There is today a general consensus among Governments and global development finance institutions alike recognizing there is no way to achieve the SDG’s and Paris Agreement infrastructure and address the energy multi trillion-dollar financing gap, without a huge increase in the scale and speed of global institutional investor allocations to infrastructure .

Championed as a global public good by the CFA Asset Owners Council (AoC) in New York, and its dedicated brain trust, the ML-IIPP framework can assist emerging and developing countries to de-risk and meet their Net Zero capital mobilisation goals. It plans to do so by introducing and enable the use of a newly designed infrastructure investment procurement regulation and framework between governments and global institutional investors for green and Net Zero infrastructure investment programmes and projects , both domestically and across borders .
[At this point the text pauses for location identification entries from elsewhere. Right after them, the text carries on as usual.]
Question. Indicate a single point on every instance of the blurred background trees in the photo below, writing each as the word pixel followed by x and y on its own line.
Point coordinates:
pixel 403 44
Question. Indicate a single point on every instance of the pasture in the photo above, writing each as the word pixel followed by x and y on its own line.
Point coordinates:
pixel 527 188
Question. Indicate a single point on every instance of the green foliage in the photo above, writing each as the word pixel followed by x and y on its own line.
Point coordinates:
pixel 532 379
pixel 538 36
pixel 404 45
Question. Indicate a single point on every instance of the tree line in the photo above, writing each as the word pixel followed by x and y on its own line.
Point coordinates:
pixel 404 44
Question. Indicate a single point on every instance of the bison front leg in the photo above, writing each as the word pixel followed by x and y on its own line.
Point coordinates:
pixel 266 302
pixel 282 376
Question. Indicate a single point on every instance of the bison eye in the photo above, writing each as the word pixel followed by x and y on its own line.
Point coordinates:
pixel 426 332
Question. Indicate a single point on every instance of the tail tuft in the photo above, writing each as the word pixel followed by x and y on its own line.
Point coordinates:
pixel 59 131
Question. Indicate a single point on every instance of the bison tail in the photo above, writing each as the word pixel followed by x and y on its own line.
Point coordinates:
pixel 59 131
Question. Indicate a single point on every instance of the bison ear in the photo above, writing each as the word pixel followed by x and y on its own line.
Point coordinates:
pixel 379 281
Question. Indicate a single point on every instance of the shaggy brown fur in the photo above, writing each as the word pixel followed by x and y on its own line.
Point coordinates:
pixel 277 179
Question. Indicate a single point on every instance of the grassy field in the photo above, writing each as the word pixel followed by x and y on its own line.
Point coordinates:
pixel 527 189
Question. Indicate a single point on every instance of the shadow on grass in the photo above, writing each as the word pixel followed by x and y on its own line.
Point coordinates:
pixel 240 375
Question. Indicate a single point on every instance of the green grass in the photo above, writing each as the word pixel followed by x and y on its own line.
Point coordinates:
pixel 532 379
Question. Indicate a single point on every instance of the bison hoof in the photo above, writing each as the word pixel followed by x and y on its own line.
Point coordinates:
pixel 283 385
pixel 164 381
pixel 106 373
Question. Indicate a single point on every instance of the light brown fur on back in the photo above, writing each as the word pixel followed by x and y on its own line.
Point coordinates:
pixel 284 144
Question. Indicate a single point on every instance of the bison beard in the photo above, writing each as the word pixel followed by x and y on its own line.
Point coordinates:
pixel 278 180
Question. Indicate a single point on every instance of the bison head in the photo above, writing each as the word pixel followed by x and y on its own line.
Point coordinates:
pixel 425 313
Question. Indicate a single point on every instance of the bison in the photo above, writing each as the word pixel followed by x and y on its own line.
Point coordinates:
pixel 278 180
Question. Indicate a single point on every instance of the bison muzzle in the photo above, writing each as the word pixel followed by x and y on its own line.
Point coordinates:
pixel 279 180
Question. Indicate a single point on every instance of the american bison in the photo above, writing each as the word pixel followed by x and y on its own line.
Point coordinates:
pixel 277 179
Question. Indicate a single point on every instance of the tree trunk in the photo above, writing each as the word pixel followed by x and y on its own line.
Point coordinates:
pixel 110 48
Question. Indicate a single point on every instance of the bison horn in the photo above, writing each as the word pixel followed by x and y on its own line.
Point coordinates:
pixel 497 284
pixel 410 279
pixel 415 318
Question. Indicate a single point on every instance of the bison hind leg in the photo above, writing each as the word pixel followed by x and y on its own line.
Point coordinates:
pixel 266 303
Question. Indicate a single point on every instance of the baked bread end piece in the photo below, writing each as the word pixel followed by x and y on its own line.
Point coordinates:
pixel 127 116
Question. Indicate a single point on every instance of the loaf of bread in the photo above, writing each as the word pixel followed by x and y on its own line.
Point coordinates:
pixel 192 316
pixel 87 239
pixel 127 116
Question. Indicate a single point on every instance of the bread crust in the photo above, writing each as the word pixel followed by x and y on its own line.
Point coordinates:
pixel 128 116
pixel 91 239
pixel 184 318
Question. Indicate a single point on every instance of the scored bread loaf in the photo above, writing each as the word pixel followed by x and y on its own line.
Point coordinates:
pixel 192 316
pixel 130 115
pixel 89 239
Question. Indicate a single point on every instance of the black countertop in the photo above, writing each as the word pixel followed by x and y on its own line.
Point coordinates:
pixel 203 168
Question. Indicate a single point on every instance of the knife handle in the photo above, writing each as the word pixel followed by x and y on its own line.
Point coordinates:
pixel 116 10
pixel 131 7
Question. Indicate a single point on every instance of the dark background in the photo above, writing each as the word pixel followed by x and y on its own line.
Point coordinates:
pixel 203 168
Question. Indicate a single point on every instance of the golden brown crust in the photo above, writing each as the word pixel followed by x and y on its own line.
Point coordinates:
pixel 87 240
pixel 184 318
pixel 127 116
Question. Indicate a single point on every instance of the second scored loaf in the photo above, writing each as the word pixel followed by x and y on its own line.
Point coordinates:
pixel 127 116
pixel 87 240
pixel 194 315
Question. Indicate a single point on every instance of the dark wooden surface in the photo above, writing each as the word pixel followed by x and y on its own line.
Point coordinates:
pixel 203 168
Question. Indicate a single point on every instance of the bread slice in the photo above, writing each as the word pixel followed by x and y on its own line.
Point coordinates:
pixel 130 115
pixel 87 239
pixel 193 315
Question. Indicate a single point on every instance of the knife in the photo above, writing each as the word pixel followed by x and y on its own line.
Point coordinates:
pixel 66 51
LTIIA has endorsed this initiative, as we believe the private sector has to play more of a role in economic development if emerging markets and developing economies are to contribute to the SDGs and Paris-climate agenda. Many institutional investors, though wary of the risks involved, are keen to diversify their portfolios and find new opportunities for investing in emerging markets. This is where the ML-IIPP’s initiative can move the needle and help deploy private capital at scale and speed, by fostering collaboration between investors and the public sector. It can facilitate private sector investment into infrastructure projects in line with best practice. LTIIA therefore welcomes this new tool as an opportunity to better match supply and demand for institutional investors.